Terra: the developed framework is utilized for forward and inverse problems in petroleum engineering, low- and high-enthalpy geothermal applications, subsurface storage and subsurface integrity. The primary focus and developed capabilities are currently cover low-enthalpy geothermal operations which include multicomponent multiphase flow of mass and heat with complex chemical interactions. Another focus is thermal-compositional processes for Enhanced Oil Recovery.

Simulator: the main simulation kernel implemented on multi-core CPU and many-core GPU architectures. Advance multiscale nonlinear formulation improves the performance of forward and inverse models.

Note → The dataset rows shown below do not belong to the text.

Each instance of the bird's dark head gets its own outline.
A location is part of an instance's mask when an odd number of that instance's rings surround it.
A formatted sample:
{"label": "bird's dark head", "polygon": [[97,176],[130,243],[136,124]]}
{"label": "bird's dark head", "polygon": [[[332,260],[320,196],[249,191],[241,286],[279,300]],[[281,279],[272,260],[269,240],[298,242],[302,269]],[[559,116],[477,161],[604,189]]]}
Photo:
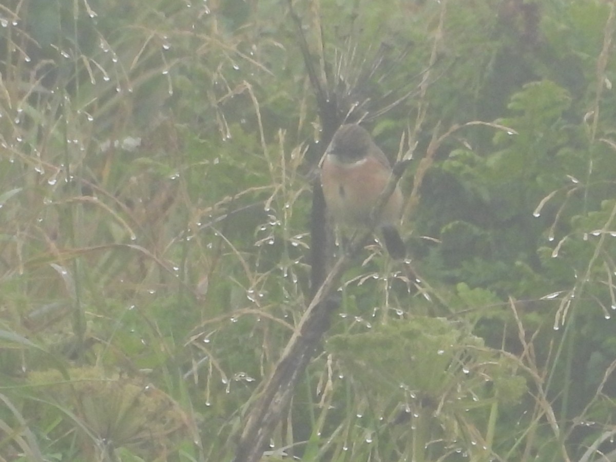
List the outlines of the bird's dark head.
{"label": "bird's dark head", "polygon": [[342,125],[334,134],[327,153],[340,162],[357,162],[365,158],[374,145],[365,128],[355,124]]}

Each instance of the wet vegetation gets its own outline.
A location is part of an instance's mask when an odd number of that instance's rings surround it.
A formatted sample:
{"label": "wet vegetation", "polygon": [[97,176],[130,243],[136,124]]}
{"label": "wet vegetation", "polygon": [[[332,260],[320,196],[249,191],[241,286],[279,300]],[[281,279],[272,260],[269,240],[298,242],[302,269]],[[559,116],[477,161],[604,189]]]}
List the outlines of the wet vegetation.
{"label": "wet vegetation", "polygon": [[616,460],[615,30],[600,0],[3,2],[0,461],[233,460],[347,115],[413,158],[411,258],[347,262],[261,460]]}

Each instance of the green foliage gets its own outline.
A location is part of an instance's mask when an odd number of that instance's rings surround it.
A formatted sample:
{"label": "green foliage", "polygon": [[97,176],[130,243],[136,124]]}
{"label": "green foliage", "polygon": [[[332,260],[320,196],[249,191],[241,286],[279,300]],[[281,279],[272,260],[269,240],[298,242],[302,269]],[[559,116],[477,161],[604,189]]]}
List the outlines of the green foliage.
{"label": "green foliage", "polygon": [[[291,3],[328,97],[418,160],[413,261],[354,262],[264,460],[613,458],[615,7]],[[307,303],[290,4],[0,6],[4,458],[232,456]]]}

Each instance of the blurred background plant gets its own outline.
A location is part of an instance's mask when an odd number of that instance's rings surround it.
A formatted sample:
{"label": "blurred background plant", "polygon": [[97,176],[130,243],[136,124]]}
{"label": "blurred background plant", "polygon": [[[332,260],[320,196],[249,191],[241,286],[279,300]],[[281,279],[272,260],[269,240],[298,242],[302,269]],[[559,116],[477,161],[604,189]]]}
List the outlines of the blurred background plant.
{"label": "blurred background plant", "polygon": [[[346,272],[264,459],[616,460],[614,5],[293,4],[419,200],[413,272],[371,244]],[[0,460],[232,456],[308,293],[293,20],[0,5]]]}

Additional afford invested in representative proxy models for complex subsurface processes including multiphase multicomponent flow.

Introduction

DARTS is constructed within the Operator-based Linearization (OBL) framework for general-purpose reservoir simulations. The ‘super-engine’ in DARTS contains the governing equations characterizing the general thermal-compositional-reactive system should be expressed in form of operators, which are the functions of the thermodynamic state. These operators are then utilized to construct the residual and Jacobian for the solution of a nonlinear system using interpolation in thermodynamic parameter space. The values and derivatives of these operators at the supporting points will be evaluated adaptively during the simulation or pre-calculated in form of tables through the physics implemented in either C++ or Python.

The assembly of resulting Jacobian matrix in C++ is generalized and improved by the OBL approach, which greatly facilitates code development. The constructed linear system is passed to the dedicated linear solver for a solution. More details about the DARTS architecture are described in [1].

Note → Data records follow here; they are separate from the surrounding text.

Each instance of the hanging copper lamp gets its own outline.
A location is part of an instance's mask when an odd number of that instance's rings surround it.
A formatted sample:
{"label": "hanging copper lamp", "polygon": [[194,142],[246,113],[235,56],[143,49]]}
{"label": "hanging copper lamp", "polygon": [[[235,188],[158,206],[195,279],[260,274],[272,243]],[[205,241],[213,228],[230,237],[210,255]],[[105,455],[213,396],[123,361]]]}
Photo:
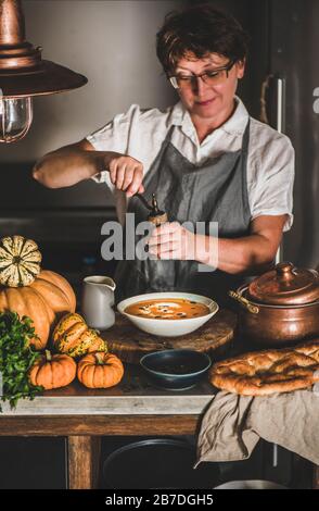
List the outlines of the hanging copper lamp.
{"label": "hanging copper lamp", "polygon": [[76,89],[88,80],[41,59],[25,39],[21,0],[0,0],[0,142],[23,138],[33,120],[33,96]]}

To enable the convenient usage of DARTS, the functionalities in C++ are exposed to users via a Python interface. At the same time, the Python interface provides the possibility to integrate different external modules (e.g., packages for physical property calculation) into DARTS.

Table of Contents

• Conservation Equations

  • Governing Equations

• Operator Form of Governing Equations

  • Conservation of mass and energy

  • Well treatment

• Various-physical-models

  • Treatment of porosity

• References

Conservation Equations

Mass and heat transfer involves a thermal multiphase flow system, which requires a set of equations to depict the flow dynamics. In this section, the governing equations and detailed spatial and temporal discretization and linearization procedures are introduced.

Governing Equations

For the investigated domain with volume \(\Omega\), bounded by surface \(\Gamma\), the mass and energy conservation can be expressed in a uniformly integral way, as

\[\frac{\partial}{\partial{t}} \int_{\Omega}{M^c}d{\Omega} + \int_{\Gamma}{\bf{F}^c\bf{\cdot}{\bf{n}}}d{\Gamma} = \int_{\Omega}{Q^c}d{\Omega}.\]

Here, \(M^c\) denotes the accumulation term for the \(c^{\mathrm{th}}\) component (\(c = 1, \ldots, n_c\), indexing for the mass components, [e.g., water, \(\mathrm{CO_2}\)] and \(c = n_c + 1\) for the energy quantity); \(\bf{F}_c\) refers to the flux term of the \(c^{\mathrm{th}}\) component; \({\bf{n}}\) refers to the unit normal pointing outward to the domain boundary; \(Q_c\) denotes the source/sink term of the \(c^{\mathrm{th}}\) component.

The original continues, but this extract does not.